Biblical History of Turkey
Biblical History of Turkey
Biblical History in Turkey is more connected than most people think! The first thing coming to mind when we think about Christian historical places usually in Israel. Considered to be the Holy Land because it was where Jesus lived and died, before him it was the land of Abraham, also the promised land conquered by Joshua.
When Jerusalem was conquered by the Babylonians and the temple destroyed in 586 BC, many Jews were dispersed outside of Israel during the Jewish diaspora.
Later Asia Minor/Anatolia (now Turkey) became home to numerous Jewish communities. A Hellenistic kingdom called the Seleucids settled 2000 Jewish families in Phyrigia and Lydia in 240 BC. Paul’s family was probably settled in Tarsus.

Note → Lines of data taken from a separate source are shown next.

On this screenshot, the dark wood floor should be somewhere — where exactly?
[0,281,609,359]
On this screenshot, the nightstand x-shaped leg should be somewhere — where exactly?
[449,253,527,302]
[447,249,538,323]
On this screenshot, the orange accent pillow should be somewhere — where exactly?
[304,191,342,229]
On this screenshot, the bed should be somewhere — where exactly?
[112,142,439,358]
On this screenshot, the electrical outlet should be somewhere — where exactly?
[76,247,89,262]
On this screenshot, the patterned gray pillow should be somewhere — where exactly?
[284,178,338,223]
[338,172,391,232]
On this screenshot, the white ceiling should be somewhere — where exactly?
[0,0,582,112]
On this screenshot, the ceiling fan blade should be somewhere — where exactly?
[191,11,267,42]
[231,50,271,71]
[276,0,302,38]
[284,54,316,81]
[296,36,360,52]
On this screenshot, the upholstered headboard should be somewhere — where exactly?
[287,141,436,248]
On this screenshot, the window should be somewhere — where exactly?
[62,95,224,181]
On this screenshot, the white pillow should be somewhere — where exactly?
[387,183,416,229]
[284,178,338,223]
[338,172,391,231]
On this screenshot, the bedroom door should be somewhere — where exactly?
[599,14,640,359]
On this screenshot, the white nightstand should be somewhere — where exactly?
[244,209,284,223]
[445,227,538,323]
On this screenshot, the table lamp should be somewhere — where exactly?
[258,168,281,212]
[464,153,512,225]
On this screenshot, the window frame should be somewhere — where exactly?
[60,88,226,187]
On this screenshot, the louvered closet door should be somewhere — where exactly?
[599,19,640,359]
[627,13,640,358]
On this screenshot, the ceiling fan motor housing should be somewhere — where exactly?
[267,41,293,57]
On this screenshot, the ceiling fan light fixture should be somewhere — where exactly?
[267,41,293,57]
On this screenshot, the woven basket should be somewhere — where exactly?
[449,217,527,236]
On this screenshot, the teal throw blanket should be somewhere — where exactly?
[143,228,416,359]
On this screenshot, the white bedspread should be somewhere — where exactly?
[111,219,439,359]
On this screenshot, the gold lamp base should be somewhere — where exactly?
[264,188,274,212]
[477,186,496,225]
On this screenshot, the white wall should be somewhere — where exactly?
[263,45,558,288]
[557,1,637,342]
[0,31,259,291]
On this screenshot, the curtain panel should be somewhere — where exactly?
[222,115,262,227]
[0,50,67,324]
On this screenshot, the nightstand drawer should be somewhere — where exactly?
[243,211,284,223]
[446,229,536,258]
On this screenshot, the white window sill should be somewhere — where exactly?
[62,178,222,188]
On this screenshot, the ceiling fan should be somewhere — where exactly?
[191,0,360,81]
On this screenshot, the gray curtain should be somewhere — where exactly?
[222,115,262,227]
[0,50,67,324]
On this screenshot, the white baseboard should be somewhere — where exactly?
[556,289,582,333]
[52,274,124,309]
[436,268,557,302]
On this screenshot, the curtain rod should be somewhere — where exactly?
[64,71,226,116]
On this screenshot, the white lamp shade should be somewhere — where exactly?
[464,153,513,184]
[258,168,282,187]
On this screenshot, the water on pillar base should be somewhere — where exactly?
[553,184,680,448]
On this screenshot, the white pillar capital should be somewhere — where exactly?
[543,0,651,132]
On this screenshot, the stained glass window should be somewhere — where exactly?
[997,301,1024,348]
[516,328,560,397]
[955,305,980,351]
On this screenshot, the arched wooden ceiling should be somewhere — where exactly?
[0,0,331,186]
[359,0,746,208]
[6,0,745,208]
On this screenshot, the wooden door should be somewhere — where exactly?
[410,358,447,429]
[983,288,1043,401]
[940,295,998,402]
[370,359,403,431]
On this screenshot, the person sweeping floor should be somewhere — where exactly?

A circular letter sent by consul Lucius recorded in 1 Maccabees 15:16-24, mentions numerous communities in Asla Minör (how turkey is mentioned in the bible) with Jewish people. Although the archaeological remains of the three synagogues found in Turkey – Sardis, Prime, Andriace– all date after the 4c AD, after synagogues are known from the literary evidence.
Another book of the bible mentions Turkey with the name of Adramyttium, the book is: Acts 27:2
Within two decades after Jesus, the gospel spread northward to Antioch, a city located in southeastern Turkey. Here the believers were first called Christians. For the rest of the first century, the land of Turkey became the center for the growing Christian movement
The three great apostles – Paul, Peter, John– are all linked with churches in Asia Minor ( currently Turkey). As we look at the Bible, there are a number of references to Anatolian regions and cities in the Old Testament and Apocrypha, and two-thirds of the twenty-seven books in the New Testament were either written to or from Asia Minor.
Because of this area’s strategic geographical role in the early church history, it is not an exaggeration to call Turkey ‘the Holy Land of Asian Minor’s as Frank Clark did in the title of his book on the Seven Churches.
A good example of how Turkey is a great place to understand well Christianity in the early stages is one of Istanbul greatest historical marks Hagia Sophia, was initially a church, and during the Ottoman Empire the Iconic Hagia Sophia Turns Into a Mosque, currently, Hagia Sophia is turned to a mosque after decades of being a museum, the decision was made last year by the president and with the support of the Muslim community.
Another important center for early Christianity in Ephesus one of the Most Important Archaeological Sites in Turkey In apostolic times, Ephesus was one of the cities of the Roman Empire where Christianity was most widespread Paul of Tarsus and John the Evangelist preached in the city.
Now that you know how Turkey was called in the bible, you will be happy to know that although Turkey is a predominant Muslim nowadays, no matter your religion you will very much welcome and will be able to check out the sightseen related in the bible.